Closed antaldaniel closed 2 years ago
Hello Daniel,
Thanks for the question, to be honest this is the first time I hear about your package. Took a quick look, you seem to have invested a lot of effort and solve real problems.
I did notice, however, that you rely a lot on dplyr and haven packages (with the very useful haven_labelled_spss class) and I believe it is important to point to a significant shift I have recently made in a direction (not opposite but) parallel to those packages.
Despite the extremely high quality of dplyr and haven, they are both tightly integrated in the tidyverse which means a huge dependency chain I would like to steer away from. I admire each individual package, but I prefer a very low to (if possible) zero such dependencies in my own packages.
Another reason for which I took a different path was the design philosophy of packages haven and labelled, regarding the treatment of the missing values. This fact alone drove me to build a dedicated package called declared, and to understand the differences I would invite you to read its vignette.
Yes, our issues are similar but the approaches seem (for the moment) rather incompatible. Package DDIwR now uses the declared class as its main conversion object. It is however easy to make a switch, should you wish so (and I would offer my services to make that transition).
Otherwise, the (main) goal of package DDIwR is to implement the DDI - Data Documentation Standard in R, creating study codebooks being a secondary objective. But this is something trailing on my to do list, I am just trying to find the right time and shape for such an automated codebook creation.
Best, Adrian
Just an FYI that we've created a package recodeflow that has some of the functions of reharmonize but recodeflow focuses on recoding and harmonizing many variables by defining the transformation rules in a CSV file.
We like and use DDIwR. We've been meaning to incorporate DDI using DDIwR. recodeflow currently exports to PMML.
Nice package, Doug, and yes there are indeed many possible collaborations between such R packages.
@DougManuel , I think that the recodeflow, if matures, could be a very good alternative to our labelled_spss_survey inherited from labelled and haven.
The retroharmonize goes into the direction of DDIwR - we also produce standard codebooks and metadata for immediate publication on the European open science repository Zenodo or the U.S. Dataverse.

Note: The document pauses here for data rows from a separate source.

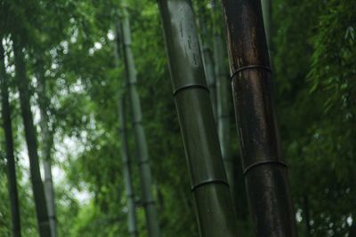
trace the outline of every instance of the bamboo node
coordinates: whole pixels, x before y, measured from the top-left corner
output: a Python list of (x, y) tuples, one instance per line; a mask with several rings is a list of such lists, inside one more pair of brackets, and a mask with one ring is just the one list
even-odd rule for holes
[(239, 72), (242, 72), (244, 70), (248, 70), (248, 69), (255, 69), (255, 68), (264, 69), (264, 70), (269, 71), (271, 73), (272, 72), (271, 67), (268, 67), (268, 66), (264, 66), (264, 65), (247, 65), (247, 66), (243, 66), (243, 67), (239, 67), (238, 69), (236, 69), (236, 71), (231, 75), (231, 76), (230, 78), (232, 80), (234, 78), (234, 76), (237, 75)]
[(275, 164), (275, 165), (283, 166), (286, 169), (287, 168), (287, 164), (285, 162), (280, 162), (280, 161), (272, 161), (272, 160), (261, 161), (261, 162), (255, 162), (253, 164), (250, 164), (247, 168), (245, 168), (244, 176), (246, 176), (246, 174), (249, 170), (251, 170), (253, 168), (260, 166), (260, 165), (263, 165), (263, 164)]
[(181, 92), (182, 91), (185, 91), (187, 89), (191, 89), (191, 88), (203, 89), (203, 90), (206, 90), (207, 92), (209, 92), (209, 89), (206, 87), (206, 85), (203, 85), (203, 84), (186, 84), (186, 85), (182, 85), (182, 86), (180, 86), (177, 89), (175, 89), (174, 91), (173, 92), (173, 95), (176, 96), (178, 94), (178, 92)]
[(228, 182), (226, 182), (226, 180), (223, 179), (207, 179), (207, 180), (204, 180), (201, 181), (200, 183), (191, 186), (190, 190), (191, 192), (194, 192), (194, 190), (196, 190), (197, 188), (203, 186), (206, 186), (206, 185), (211, 185), (211, 184), (217, 184), (217, 185), (224, 185), (229, 186)]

The new, not yet released version of retroharmonize also allows the transformation rules to be set in csv file. [Working with a Crosswalk Table]https://retroharmonize.dataobservatory.eu/articles/crosswalk.html)
Our aim is to create final research products that are described with standard statistical metadta, and can get immediately (in an R workflow) a doi, appropriate descriptive metadata, etc.

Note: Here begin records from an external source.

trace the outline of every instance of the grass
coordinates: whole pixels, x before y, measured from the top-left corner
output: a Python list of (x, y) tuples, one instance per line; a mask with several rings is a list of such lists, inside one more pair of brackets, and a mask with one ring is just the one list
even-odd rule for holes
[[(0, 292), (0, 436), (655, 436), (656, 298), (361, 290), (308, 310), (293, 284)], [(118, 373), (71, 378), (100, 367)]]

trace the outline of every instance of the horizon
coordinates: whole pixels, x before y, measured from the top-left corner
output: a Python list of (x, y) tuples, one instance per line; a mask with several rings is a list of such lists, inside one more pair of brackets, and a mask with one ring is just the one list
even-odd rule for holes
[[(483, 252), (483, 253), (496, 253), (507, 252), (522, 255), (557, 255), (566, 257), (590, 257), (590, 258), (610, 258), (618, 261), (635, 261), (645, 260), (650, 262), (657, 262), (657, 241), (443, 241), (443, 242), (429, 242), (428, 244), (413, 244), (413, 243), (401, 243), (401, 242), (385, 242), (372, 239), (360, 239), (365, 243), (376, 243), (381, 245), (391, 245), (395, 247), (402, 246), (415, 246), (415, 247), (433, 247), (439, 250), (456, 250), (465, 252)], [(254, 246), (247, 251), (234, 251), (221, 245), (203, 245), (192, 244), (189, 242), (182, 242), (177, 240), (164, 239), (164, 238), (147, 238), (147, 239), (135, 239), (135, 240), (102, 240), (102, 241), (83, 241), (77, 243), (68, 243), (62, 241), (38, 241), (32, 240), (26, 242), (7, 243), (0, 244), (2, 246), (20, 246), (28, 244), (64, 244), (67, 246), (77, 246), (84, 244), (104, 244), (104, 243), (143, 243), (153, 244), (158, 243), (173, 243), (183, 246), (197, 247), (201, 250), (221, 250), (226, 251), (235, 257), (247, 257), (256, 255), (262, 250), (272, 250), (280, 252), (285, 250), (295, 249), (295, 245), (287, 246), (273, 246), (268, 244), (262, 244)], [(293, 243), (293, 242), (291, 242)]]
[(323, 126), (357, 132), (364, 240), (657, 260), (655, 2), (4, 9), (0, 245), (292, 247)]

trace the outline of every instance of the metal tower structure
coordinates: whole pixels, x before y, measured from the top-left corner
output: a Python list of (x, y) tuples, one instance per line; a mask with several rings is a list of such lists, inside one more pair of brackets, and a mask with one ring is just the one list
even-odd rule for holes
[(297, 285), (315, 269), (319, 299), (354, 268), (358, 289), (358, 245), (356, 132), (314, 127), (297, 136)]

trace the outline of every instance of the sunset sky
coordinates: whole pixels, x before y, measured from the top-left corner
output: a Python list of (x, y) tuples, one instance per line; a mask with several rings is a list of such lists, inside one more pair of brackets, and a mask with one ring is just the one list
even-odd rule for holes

As for the tidyverse inheritence, I think that it is not an important issue for us. Survey harmonization is a niche area, and it is a very laborious taks anyway. Whilst I agree that packages should have as little weight as possible, in this case, I hardly imagine that the users will not load tidyverse anyways. And of course, under the hood the more important dependency is rlang and vctrs, which I think are becoming standard, modern R.
I am not sure if it applies in this case (did not study these packages in depth), but it seems somewhat related to the SDTL by DDI Alliance. Perhaps it helps, or gives additional ideas: https://ddialliance.org/products/sdtl/1.0
@dusadrian I think that I have a less ambitious goal before you released your package (mainly focusing on R / SPSS interoperability). If DDIwR will mature and have more documentation, I think it could be a good basis for our package as a dependency.

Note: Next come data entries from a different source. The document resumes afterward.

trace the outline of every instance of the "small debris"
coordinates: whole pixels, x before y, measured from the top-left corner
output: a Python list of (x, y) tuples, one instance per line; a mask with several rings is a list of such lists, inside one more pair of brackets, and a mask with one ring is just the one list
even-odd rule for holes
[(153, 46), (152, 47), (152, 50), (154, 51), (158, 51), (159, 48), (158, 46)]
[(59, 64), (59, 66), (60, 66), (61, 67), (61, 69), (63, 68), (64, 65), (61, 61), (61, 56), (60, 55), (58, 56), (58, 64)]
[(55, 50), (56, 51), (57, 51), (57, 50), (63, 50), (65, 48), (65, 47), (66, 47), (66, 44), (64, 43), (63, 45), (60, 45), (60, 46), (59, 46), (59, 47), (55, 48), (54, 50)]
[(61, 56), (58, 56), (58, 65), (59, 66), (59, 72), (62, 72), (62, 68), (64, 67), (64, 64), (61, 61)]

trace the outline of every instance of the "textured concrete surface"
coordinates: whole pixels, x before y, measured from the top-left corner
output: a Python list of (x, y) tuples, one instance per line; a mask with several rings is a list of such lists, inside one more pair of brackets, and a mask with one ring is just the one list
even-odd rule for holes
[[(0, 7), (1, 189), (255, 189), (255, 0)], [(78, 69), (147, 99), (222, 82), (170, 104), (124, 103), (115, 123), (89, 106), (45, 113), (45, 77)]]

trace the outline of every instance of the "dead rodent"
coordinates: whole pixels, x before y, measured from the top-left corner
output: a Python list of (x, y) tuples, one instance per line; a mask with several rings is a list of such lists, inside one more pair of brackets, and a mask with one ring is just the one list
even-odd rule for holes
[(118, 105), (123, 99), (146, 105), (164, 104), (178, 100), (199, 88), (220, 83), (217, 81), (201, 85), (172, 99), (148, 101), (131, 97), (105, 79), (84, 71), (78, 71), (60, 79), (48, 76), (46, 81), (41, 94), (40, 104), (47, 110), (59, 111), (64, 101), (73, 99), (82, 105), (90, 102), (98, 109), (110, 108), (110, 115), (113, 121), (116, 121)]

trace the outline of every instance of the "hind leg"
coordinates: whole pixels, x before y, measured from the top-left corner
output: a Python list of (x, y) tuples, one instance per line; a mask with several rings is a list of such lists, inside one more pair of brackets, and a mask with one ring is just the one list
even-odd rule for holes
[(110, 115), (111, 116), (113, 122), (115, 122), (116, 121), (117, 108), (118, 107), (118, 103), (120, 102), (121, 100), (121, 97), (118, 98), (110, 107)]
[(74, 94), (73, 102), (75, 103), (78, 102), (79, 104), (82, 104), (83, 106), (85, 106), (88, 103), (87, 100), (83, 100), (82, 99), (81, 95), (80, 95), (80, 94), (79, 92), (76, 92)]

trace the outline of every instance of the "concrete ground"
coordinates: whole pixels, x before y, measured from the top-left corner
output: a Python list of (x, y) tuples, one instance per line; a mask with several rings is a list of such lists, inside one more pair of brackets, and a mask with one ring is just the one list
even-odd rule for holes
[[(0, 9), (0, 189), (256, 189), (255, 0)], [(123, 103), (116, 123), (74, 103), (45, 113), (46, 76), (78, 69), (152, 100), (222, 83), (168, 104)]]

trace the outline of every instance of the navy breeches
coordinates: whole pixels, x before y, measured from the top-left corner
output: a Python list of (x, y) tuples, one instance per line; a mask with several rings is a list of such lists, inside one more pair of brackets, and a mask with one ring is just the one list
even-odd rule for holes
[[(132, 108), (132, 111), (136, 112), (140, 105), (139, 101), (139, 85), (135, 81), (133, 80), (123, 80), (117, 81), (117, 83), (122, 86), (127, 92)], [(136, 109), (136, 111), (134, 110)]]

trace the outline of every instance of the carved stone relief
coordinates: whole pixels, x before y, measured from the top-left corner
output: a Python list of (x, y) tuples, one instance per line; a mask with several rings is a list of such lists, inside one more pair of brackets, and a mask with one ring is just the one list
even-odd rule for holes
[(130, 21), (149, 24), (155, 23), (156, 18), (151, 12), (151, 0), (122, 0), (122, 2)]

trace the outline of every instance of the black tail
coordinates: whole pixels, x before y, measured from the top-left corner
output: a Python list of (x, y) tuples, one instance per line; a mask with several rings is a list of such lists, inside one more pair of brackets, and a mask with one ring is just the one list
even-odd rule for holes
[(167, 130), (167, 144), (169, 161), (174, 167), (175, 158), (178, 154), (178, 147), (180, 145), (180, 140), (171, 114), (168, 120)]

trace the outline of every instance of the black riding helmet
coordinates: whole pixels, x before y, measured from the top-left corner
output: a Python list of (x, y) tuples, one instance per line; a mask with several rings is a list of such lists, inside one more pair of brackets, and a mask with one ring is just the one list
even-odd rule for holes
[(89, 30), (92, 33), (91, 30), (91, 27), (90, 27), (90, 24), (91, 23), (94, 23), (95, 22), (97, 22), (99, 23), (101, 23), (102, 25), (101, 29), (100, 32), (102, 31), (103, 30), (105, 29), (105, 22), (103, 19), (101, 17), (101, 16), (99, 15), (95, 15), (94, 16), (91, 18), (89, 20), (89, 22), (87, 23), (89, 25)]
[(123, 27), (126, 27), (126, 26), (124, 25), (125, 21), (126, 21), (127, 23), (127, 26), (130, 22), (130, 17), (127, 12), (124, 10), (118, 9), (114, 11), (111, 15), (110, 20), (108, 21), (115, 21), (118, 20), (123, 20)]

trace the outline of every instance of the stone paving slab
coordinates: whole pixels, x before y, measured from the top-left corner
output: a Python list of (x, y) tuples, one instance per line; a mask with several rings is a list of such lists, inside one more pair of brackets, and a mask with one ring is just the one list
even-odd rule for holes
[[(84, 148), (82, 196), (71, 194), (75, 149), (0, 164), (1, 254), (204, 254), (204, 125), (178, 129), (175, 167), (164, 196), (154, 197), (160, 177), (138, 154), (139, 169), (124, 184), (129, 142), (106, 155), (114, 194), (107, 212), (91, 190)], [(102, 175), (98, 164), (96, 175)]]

Our package creates harmonized outputs from surveys, and we must produce for various research consortia harmonized datasets on scale. The STDL is a very interesting proposition, but at this point extremely general and do not seem to be supported yet in R. It is an overkill, I think, it most cases, and for me a simple crosswalk schema in a tabular format is enough for our purposes.
Our package has two s3 classes, the labelled_spss_survey which is derived from labelled and haven, and survey, which is a tibble with extensive metadata for later harmonization. Your declared class, if it was well documented, could potentially replace our labelled_spss_survey class, because it is more general, and it is neatly coded.
We are going to write several publications now about and with retroharmonize, but as DDIwR is not fully documented and not released yet, I do not see yet how we could build on it.
Hi @antaldaniel, yes I mainly focused on developing code and now catching up with the documentation. What would you like to see in the documentation, that is not clear for the moment?
I am interested in the idea of the declared class - how it works, what methods it has (will have), what helper functions / constructiors. Something like this Introduction to labelled or this labelled_spss_survey.. Reading the code from source file is a bit difficult for the imagination.
Oh, I understand now.
The point is, the class declared is independent of package DDIwR, it is described in the separate package declared
, which actually does have a dedicated explanatory vignette:
https://cran.r-project.org/web/packages/declared/vignettes/declared.pdf
Is this what you are looking for?
Hi, I think that we are working on very similar issues, and solving similar problems. Do you think somehow we could harmonize the retroharmonize package and DDIwR?